AVS 51st International Symposium
    Surface Science Wednesday Sessions
       Session SS2-WeM

Paper SS2-WeM10
Second Harmonic Generation from Metallic Quantum Wells on Si(111) Surfaces

Wednesday, November 17, 2004, 11:20 am, Room 210C

Session: Semiconductor Surface and Interface Structure
Presenter: K. Pedersen, Aalborg University, Denmark
Authors: K. Pedersen, Aalborg University, Denmark
T.G. Pedersen, Aalborg University, Denmark
P. Morgen, SDU Odense University, Denmark
Correspondent: Click to Email
Optical second harmonic generation (SHG) from materials with bulk centrosymmetry such as metals and a number of elemental semiconductors is surface and interface sensitive due to the lack of electric dipole contributions to second-order nonlinearities in the bulk of such materials. Thin films on a substrate, having two dissimilar boundaries, are thus expected to be interesting objects for SHG studies. The buried interface can be reached even through 50 to 100 layers of metal but the interface signal appears coherently added to contributions from the free surface. Resonant electronic transitions that may appear in SHG spectroscopy can thus be localized either at the free surface or at the buried interface. Under proper growth conditions thin metallic films on semiconductors form crystalline layers showing sharp quantum well (QW) levels in photoemission spectroscopy. In SHG the discrete QW levels result in oscillating signals as the system passes through a series of resonant transitions between occupied and empty states for growing film thickness.

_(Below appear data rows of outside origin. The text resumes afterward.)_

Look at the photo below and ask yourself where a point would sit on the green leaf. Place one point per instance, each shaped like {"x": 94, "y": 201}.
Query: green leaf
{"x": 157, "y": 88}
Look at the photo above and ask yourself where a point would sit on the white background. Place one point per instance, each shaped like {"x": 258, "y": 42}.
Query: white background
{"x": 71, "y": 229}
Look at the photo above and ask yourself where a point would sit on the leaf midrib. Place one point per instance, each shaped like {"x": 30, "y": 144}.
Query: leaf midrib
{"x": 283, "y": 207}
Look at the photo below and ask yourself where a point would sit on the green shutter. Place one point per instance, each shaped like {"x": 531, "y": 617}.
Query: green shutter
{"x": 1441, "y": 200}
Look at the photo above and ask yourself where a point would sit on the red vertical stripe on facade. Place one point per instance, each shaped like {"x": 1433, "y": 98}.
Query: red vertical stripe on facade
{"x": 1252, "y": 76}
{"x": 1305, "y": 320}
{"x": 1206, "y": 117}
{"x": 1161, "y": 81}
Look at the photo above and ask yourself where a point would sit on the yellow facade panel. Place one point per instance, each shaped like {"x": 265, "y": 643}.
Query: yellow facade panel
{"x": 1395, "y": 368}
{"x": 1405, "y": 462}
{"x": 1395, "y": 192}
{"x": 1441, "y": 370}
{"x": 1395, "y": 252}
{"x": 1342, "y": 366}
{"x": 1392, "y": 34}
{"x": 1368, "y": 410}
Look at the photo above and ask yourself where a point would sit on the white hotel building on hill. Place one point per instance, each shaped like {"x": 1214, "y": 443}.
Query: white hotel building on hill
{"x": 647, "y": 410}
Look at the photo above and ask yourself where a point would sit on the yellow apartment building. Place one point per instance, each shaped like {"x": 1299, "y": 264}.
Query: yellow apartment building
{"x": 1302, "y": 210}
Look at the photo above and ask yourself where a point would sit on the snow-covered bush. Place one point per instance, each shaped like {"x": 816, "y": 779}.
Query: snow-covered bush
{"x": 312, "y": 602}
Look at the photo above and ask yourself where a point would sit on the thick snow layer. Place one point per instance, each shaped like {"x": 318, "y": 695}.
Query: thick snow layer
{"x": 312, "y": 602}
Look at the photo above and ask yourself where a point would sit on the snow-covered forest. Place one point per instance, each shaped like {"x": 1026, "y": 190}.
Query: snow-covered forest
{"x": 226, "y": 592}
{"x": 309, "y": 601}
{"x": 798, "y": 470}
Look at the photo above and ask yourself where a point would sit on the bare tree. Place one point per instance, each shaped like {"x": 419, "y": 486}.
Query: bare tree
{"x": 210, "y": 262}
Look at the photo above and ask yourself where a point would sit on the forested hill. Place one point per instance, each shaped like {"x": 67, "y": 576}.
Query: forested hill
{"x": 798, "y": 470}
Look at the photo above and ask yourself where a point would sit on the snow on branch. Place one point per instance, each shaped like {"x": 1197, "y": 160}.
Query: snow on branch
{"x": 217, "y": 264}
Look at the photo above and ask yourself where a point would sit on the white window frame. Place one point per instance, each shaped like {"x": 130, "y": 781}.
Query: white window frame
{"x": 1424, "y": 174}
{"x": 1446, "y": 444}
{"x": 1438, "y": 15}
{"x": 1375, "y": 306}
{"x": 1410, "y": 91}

In the present work electronic transitions at the buried interface are identified through the dispersion of quantum well resonances seen with SHG. Recordings of SHG from a wedge shaped Ag film (0-50 layers) grown on Si(111)7x7 surface show that resonances disperse toward lover thickness for growing photon energy. Shifts or breaks in dispersion curves appear when the phase of the interface signal changes at resonant electronic transitions. In addition to expected transitions near critical points of bulk Si an interface resonance is found between the two lowest critical points of bulk Si.